2017 predictions: JDW boss slams BBPA Brexit warnings

By Nikkie Sutton

- Last updated on GMT

Disagreement: JDW boss Tim Martin doesn't think the BBPA is correct in its predictions
Disagreement: JDW boss Tim Martin doesn't think the BBPA is correct in its predictions

Related tags Future Minimum wage Alcoholic beverage

JD Wetherspoon boss Tim Martin has hit back at BBPA chief executive Brigid Simmonds following her claims that Brexit and its consequences will be the main challenge for the sector next year.

He said he felt her predictions were not an accurate portrayal of 2017 or future years.

Martin said: "In a recent prediction for 2017, Brigid Simmonds, of the British Beer & Pub Association (BBPA), told the pub industry press that 'the coming year will be dominated by Brexit and its consequences​'.

"Brigid is rightly admired in the licensed trade for her excellent work, but I don’t feel that this is an accurate portrayal of the next 12 months, or indeed future years.

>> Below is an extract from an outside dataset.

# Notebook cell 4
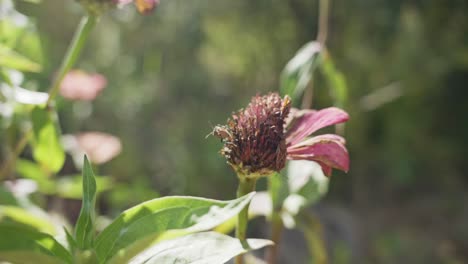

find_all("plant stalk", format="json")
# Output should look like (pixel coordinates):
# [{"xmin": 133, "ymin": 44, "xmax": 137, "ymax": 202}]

"By far the greatest cost increases for the licensed trade as a whole in the next year will come, rightly or wrongly, from legislation which originates in the UK and is nothing to do with Brexit.

He said the main increase for the trade will be labour, as a result of the minimum and living wage legislation, with further rises in business rates.

Rising costs

The JDW boss said Mitchells & Butlers had previously pointed out that labour costs would increase by around £20m next year thanks to government legislation and business rates would rise by £18m over the following five years.

He added: "In contrast Mitchells & Butlers indicated that total costs from their 'supply chain', including the costs of goods purchased from abroad, would be negligible.

"This view is in line with Wetherspoon’s experience, and indeed the experience of most other companies in the licensed trade which have made public disclosure of their costs."

However, Martin said the real issue for the industry is VAT.

Pubs will need to put their prices up

He added: "Pubs pay 20% VAT in respect of food sales, whereas supermarkets pay nothing, and pubs also pay business rates of about 16p or 17p per pint, compared to about 2p for supermarkets.

"As a result of supermarket labour costs, as a percentage of sales, being far lower than pubs’, combined with much lower business rates, pubs will need to put up their prices in the coming year far more than supermarkets to cover their costs - that is the real challenge for the industry.

"Unless the pub industry can achieve approximate tax equality with supermarkets, pubs will continue to close."

Martin was an outspoken Brexiteer​ when the EU referendum took place earlier this year (June) and avidly campaigned for a 'Leave' result.

He added: "The issues around the excellent EU labour force are a valid anxiety for publicans, but it is not being seriously suggested by politicians that EU residents living in the UK should not be allowed to stay and most politicians are sympathetic to immigration where there are labour shortages in the UK - and these potential issues will not make a direct impact for more than two years from now, in any event.

"It is important to emphasise that “Brexit” is not the main issue for the pub trade in the coming 12 months, although it is obviously an important political and economic issue for the future of the country generally."